Алексей Корепанов - Станция Солярис
Мы с Хари закончили поиски вечером очередного красного дня и вернулись на Станцию. Снаут ждал нас на взлетной площадке.
- Все, Кельвин, - сказал он, когда я выбрался из вертолета. Прекращаем. Бесполезно.
Я молча кивнул, соглашаясь.
- Будем считать пропавшим без вести, - продолжал Снаут. - Я уже подготовил рапорт. Ты согласен?
Я вновь молча кивнул.
А до этого был разговор с Хари, и мне пришлось дважды солгать ей. Да, ложь, ежедневная ложь, все увереннее становилась основой моих отношений с Хари...
Она была потрясена и подавлена уходом Сарториуса, она хотела понять, что толкнуло его на этот шаг. Я тоже испытывал нечто похожее на шок, но старался держать себя в руках. Я просто не имел права окончательно раскисать, я должен был пытаться найти хоть какое-то решение - или же махнуть на все рукой и плыть по течению. Но любое течение раньше или позже обязательно кончается...

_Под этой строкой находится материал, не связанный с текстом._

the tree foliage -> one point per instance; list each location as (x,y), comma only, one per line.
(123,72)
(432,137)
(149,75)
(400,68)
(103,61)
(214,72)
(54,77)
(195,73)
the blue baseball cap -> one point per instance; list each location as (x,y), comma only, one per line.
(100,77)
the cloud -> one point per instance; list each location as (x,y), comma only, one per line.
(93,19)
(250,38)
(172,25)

- Почему, Крис? - спросила она, когда мы лежали в полумраке моей кабины. - Что здесь происходит?
- Это срыв, - сказал я. - Психический надлом. Доктор Сарториус привык быть победителем, а здесь все его эксперименты заканчивались неудачей, а блестящие гипотезы разлетались в пух и прах. Солярис оказался ему не по зубам... как и десяткам до него.
- И что, эти десятки... тоже?
- Нет, конечно. Хотя я уверен, что Севада, например, - именно так.

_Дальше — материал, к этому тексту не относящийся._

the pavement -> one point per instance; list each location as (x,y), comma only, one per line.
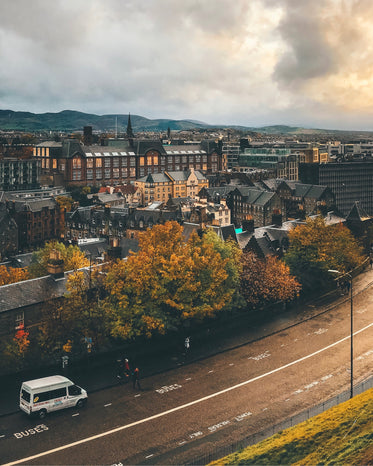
(101,373)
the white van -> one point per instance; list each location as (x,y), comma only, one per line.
(41,396)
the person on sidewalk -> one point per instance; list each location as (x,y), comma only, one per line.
(136,378)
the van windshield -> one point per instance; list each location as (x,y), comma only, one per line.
(25,395)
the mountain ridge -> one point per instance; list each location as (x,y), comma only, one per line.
(73,120)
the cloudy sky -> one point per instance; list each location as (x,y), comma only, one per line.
(249,62)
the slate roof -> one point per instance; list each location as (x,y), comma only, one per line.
(358,213)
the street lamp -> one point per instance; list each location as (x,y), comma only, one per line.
(351,332)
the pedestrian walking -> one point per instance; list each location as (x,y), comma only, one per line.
(136,378)
(127,370)
(187,345)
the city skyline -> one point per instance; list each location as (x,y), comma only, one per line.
(255,63)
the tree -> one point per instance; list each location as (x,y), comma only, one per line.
(314,248)
(168,281)
(265,281)
(78,317)
(73,258)
(12,275)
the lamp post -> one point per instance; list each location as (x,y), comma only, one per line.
(351,331)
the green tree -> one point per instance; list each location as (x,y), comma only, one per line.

Врезался в быстренник. Те десятки занимались этим преимущественно на Земле, а там есть тысячи способов отвлечься. А Сарториус был здесь, и постоянно думал об этом. Снаут нашел выход - не будем говорить, хороший или плохой, - но выход: он снимает напряжение алкоголем. А Сарториус, насколько мне известно, не притрагивался к спиртному.
- А ты? - тихо спросила Хари. - Какой у тебя выход?
- Я еще не дошел до такого состояния, чтобы искать выход. Я не такой одержимый, как Сарториус. А он сломался.
Я надеялся, что мой голос звучит не очень фальшиво; и я не хотел громоздить одну ложь на другую и говорить ей то, что она надеялась услышать: выход - это она, Хари.
- И в том, что произошло, - продолжал я, - есть немалая часть моей вины, - это я уже говорил вполне искренне. - Все-таки - профессиональный психолог... Я ведь видел, что он не в своей тарелке, но никаких мер не принял.
- Тот ваш разговор в библиотеке... Ты его чем-то расстроил?
- Да нет, - медленно ответил я. - Пожалуй, озадачил.
- Но он ведь не из-за этого?..
- Просто Солярис оказался ему не по зубам, - повторил я.
- Ты не мучайся, Крис, - Хари провела пальцем по моей щеке. - Ты не виноват. Кто мог знать, что все... так...
Я едва удержался от стона. Я растворялся во лжи, я, прежний, просто переставал существовать.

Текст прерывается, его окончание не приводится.